Re: dconf




I think dconf is a great project, but I do have one question.  Will the
new dconf address the sorts of D-Bus problems raised in these GConf
bugs?

  http://bugzilla.gnome.org/show_bug.cgi?id=555745
  http://bugs.freedesktop.org/show_bug.cgi?id=17970

Thanks,

Brian


On 04/02/09 10:37, Ryan Lortie wrote:
Hello, d-d-l.

I'm a long-time listener, first time caller.

Many of you are probably aware of two things about me:

0) I'm that guy who is working on that weird cloud of dbus-ish stuff
involving GVariant and dconf and GSettings, etc.
1) A few months ago I started working for Codethink

This email is a statement of status, of direction and of intention. A
lot of people have been asking what is going on, so this is an update.
It's not really an attempt to start a discussion, but if that happens,
then I'm happy to answer any questions. :)


first: GVariant.

GVariant has been in an essentially-complete state for quite a long time
now. I recently rolled a tarball of it and announced it to the
announcement list. It is available here:

http://www.gnome.org/~ryanl/src/

GVariant is currently hosted as a totally separate project in a git
repository on git.desrt.ca:

https://desrt.ca/gitweb/?p=gvariant

The intention is that it be merged with glib (into the base libglib
library). Now that glib is in git I will be making a branch and
performing the merge. This should be complete within a couple of days. I
will then propose it for inclusion in the next release of glib.

GVariant is reasonably well-tested and is being used in a number of
other projects that I'm working on. Of course, it surely has some bugs
hiding in it. I believe that the API is more or less stable at this
point, but I welcome constructive criticism and feedback. There are
plans to add more functionality (such as the ability to print/parse
pythonic text strings).

You can read more details about how GVariant works in the release
announcement here:


http://mail.gnome.org/archives/gnome-announce-list/2009-March/msg00103.html


second: dconf and GSettings

For some time I've been talking about these pair of projects as a
proposed replacement for GConf. The reasons that we might want to
replace GConf are well understood and widely documented and I won't talk
about them here.

A while ago there was even a reasonably-working implementation of dconf.
This was based on a different value system (ie: before I started writing
the more-generally-useful GVariant). I stopped working on dconf when I
shifted focus to GVariant and when school started consuming a lot of my
time.

Recently, sponsored by Codethink (now my employer), I have resumed work
on dconf. This has come in the form of a total rewrite (and
simplification) based on GVariant. This rewrite (along with another
project, GBus) is doing a lot to convince me of the stability and
usability of GVariant.

Briefly, dconf is a simple untyped hierarchy of keys. It is used as the
backend storage for GSettings which is a very strictly typed high-level
settings system intended to be used by GNOME applications. The API is
much nicer than GConf.

dconf is very efficient. The majority case in accessing settings is
reading (think about desktop login: 1000s of settings read, none
written). Reading in dconf is done directly from a memory-mapped file
containing the settings in an efficient tree format and doesn't require
an extra service to be running. The service is only needed for writes.
Communication occurs over DBus, of course. :)

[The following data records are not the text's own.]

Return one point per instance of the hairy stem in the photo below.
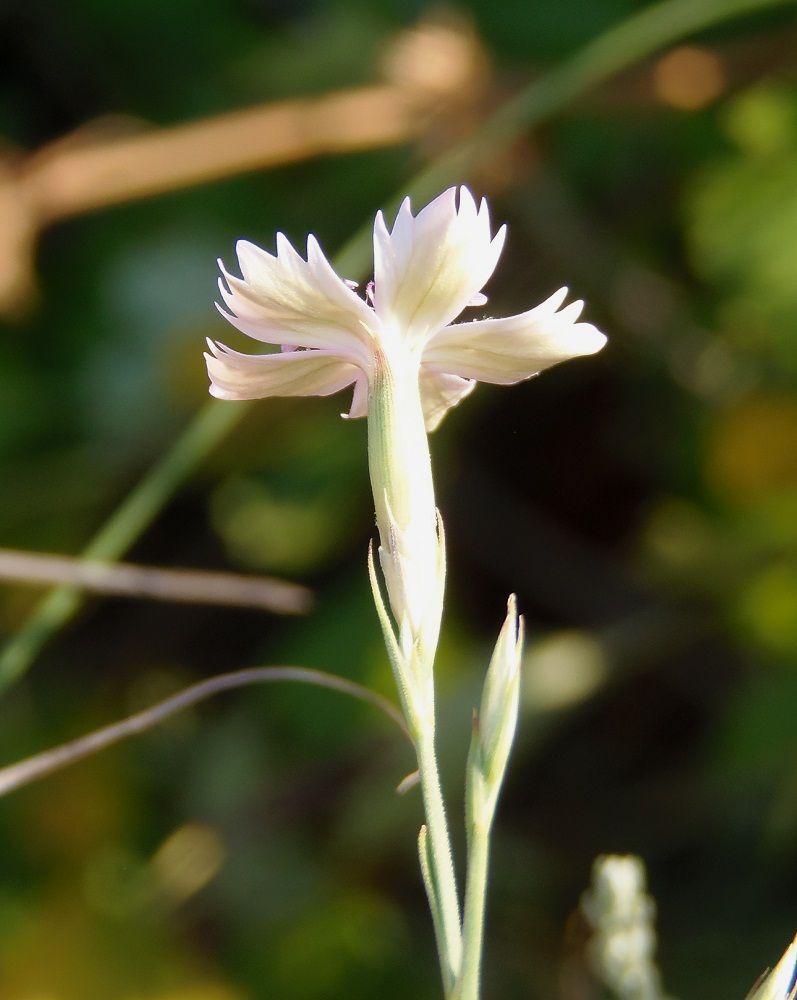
(468, 986)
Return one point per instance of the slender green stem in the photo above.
(14, 776)
(636, 38)
(441, 861)
(121, 530)
(468, 986)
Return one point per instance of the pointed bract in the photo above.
(428, 268)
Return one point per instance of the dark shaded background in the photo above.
(642, 503)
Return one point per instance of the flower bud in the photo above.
(495, 724)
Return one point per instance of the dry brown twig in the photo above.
(181, 585)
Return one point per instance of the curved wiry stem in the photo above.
(41, 764)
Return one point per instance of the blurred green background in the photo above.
(643, 504)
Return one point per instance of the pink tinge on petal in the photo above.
(234, 375)
(508, 350)
(285, 299)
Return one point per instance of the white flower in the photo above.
(427, 270)
(408, 363)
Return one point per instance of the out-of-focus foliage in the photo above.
(643, 504)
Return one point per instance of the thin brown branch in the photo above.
(40, 765)
(180, 585)
(71, 178)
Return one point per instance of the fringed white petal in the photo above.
(429, 267)
(296, 373)
(504, 351)
(285, 299)
(439, 393)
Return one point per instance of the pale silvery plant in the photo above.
(409, 363)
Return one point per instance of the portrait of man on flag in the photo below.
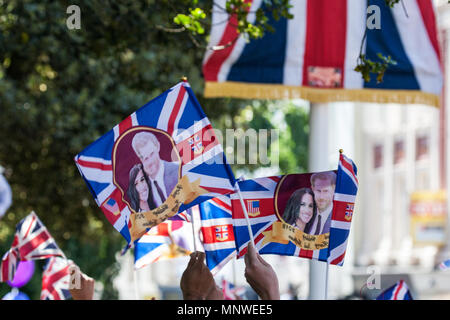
(306, 215)
(161, 160)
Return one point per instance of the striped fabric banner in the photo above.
(313, 55)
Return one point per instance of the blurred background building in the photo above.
(400, 227)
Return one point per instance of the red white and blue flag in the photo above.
(217, 232)
(263, 225)
(232, 292)
(399, 291)
(313, 55)
(343, 204)
(56, 279)
(32, 241)
(178, 114)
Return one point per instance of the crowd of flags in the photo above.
(32, 241)
(222, 216)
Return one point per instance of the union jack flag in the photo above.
(313, 55)
(344, 200)
(32, 241)
(217, 232)
(253, 207)
(56, 279)
(169, 239)
(232, 292)
(264, 190)
(177, 113)
(399, 291)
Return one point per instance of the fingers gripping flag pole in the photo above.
(238, 190)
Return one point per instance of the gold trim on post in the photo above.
(248, 90)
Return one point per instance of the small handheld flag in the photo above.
(32, 241)
(159, 161)
(399, 291)
(56, 279)
(306, 215)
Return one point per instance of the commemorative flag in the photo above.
(32, 241)
(398, 291)
(217, 232)
(158, 162)
(313, 56)
(170, 239)
(56, 279)
(305, 215)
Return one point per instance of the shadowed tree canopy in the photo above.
(62, 89)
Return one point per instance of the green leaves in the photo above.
(197, 21)
(366, 66)
(192, 21)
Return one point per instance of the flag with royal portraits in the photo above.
(161, 160)
(306, 215)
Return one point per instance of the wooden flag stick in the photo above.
(245, 213)
(191, 213)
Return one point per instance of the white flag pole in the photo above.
(191, 213)
(136, 289)
(245, 213)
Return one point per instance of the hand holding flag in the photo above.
(260, 275)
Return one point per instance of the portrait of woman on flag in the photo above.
(139, 191)
(301, 209)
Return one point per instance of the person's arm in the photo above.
(197, 282)
(260, 275)
(86, 287)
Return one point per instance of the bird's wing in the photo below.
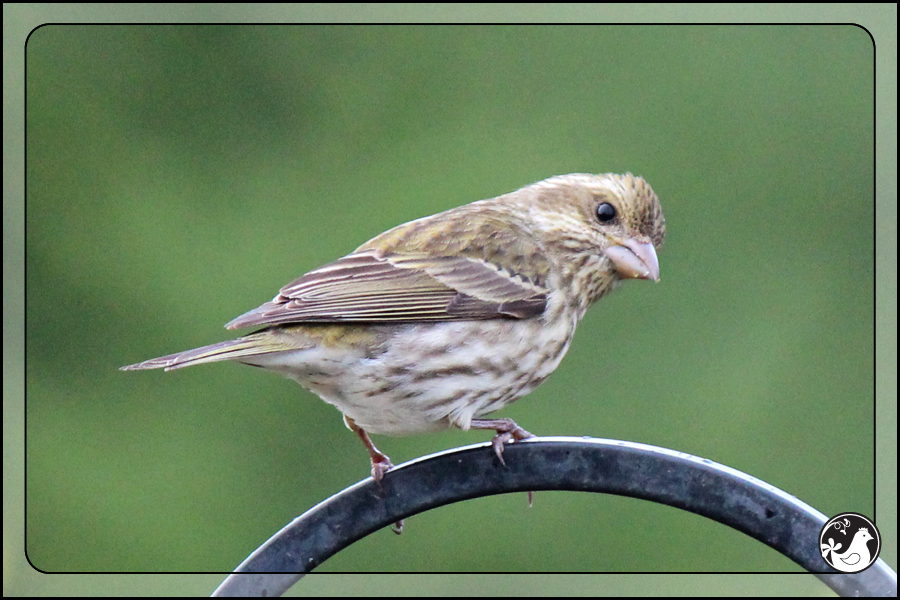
(377, 287)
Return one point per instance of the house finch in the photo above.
(445, 319)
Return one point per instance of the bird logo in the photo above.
(859, 554)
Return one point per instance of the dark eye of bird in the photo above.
(606, 212)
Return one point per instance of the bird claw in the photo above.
(507, 433)
(381, 465)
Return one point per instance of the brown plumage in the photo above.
(445, 319)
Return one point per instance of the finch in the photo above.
(443, 320)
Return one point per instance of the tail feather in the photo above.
(228, 350)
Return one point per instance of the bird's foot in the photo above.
(507, 431)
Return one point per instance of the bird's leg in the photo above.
(381, 464)
(507, 431)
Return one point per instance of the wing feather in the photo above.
(375, 287)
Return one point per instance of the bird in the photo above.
(855, 557)
(441, 321)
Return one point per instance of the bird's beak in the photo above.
(634, 260)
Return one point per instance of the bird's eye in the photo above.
(606, 212)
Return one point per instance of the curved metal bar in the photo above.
(695, 484)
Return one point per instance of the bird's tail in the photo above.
(251, 345)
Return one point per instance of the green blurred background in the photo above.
(178, 176)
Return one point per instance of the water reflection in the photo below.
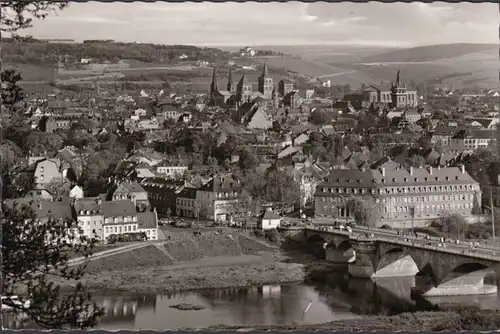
(334, 296)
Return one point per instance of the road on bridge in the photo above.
(463, 246)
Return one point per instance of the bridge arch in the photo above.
(344, 246)
(316, 245)
(467, 269)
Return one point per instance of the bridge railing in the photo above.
(419, 243)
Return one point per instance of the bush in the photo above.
(273, 236)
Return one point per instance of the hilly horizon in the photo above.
(429, 53)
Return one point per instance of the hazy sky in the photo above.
(292, 23)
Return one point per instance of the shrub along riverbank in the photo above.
(461, 319)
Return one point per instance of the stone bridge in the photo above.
(450, 271)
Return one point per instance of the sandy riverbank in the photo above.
(453, 320)
(219, 272)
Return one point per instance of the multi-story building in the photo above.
(172, 169)
(46, 171)
(162, 193)
(120, 217)
(132, 191)
(89, 215)
(474, 139)
(397, 96)
(219, 198)
(399, 194)
(186, 205)
(148, 223)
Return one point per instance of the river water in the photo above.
(334, 297)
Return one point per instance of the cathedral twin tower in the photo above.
(243, 90)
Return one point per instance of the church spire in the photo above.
(230, 80)
(214, 86)
(265, 72)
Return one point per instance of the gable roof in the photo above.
(122, 208)
(129, 187)
(147, 219)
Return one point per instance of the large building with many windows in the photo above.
(400, 195)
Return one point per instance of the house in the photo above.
(186, 205)
(474, 139)
(219, 198)
(131, 190)
(423, 194)
(269, 220)
(88, 213)
(46, 171)
(162, 193)
(247, 52)
(171, 169)
(120, 217)
(76, 192)
(148, 223)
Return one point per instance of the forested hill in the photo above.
(49, 53)
(431, 52)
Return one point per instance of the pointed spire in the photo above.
(265, 71)
(230, 80)
(214, 86)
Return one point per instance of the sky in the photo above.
(289, 23)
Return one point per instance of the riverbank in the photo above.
(209, 273)
(208, 262)
(452, 320)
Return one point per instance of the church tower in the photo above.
(398, 93)
(265, 83)
(275, 98)
(214, 86)
(230, 86)
(243, 90)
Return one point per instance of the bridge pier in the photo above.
(336, 256)
(466, 285)
(363, 266)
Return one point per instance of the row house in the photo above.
(474, 139)
(132, 191)
(171, 169)
(186, 204)
(148, 223)
(162, 193)
(119, 217)
(88, 213)
(400, 194)
(219, 198)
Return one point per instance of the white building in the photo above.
(219, 198)
(76, 192)
(148, 223)
(269, 220)
(120, 217)
(89, 216)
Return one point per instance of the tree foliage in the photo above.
(35, 259)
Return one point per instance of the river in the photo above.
(334, 297)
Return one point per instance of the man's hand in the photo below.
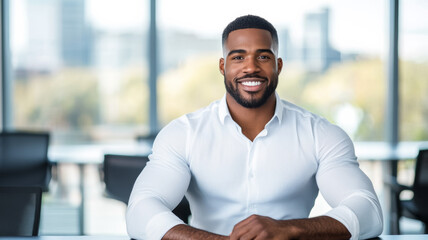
(265, 228)
(260, 227)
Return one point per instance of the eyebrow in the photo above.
(244, 51)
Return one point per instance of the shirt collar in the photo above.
(223, 110)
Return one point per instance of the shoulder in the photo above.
(178, 135)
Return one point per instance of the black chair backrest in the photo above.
(24, 159)
(23, 150)
(120, 173)
(20, 211)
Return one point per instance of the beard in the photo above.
(253, 101)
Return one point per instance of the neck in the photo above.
(251, 120)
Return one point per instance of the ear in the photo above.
(280, 64)
(221, 66)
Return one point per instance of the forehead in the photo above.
(249, 38)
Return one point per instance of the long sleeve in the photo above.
(160, 187)
(345, 186)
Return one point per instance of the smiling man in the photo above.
(252, 164)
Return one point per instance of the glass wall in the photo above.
(79, 68)
(413, 70)
(333, 53)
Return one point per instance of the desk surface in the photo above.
(384, 237)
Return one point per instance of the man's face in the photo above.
(250, 66)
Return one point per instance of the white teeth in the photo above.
(251, 83)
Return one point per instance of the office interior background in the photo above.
(100, 72)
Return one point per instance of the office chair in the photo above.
(24, 159)
(417, 207)
(120, 173)
(20, 211)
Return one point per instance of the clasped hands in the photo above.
(260, 228)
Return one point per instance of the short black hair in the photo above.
(250, 21)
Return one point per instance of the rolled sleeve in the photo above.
(345, 186)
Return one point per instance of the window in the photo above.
(413, 70)
(79, 68)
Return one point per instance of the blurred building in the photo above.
(318, 54)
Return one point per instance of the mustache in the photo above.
(251, 76)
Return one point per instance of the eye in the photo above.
(264, 57)
(237, 58)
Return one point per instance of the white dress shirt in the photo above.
(226, 177)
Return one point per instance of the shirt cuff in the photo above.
(160, 224)
(348, 218)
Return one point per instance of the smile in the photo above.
(251, 83)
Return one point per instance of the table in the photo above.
(84, 155)
(383, 237)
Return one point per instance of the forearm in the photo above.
(185, 232)
(266, 228)
(319, 228)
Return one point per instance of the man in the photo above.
(251, 164)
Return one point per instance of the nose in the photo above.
(251, 65)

The rewrite of dconf is currently extremely unstable and incomplete, but
it is currently being hacked on (along with GSettings) full-time.
Progress is good. In a week or two I will have something to show for
this and I intend to have a stable release to go along with 2.28. Stay
tuned. :)

Ideally, I'd like to see GNOME using GSettings for 3.0. Rob Taylor (my
boss) has indicated that I will definitely be able to spend time
addressing issues that may arise with dconf and GSettings in the lead-up
to 3.0.


So that's it. That's what I'm up to.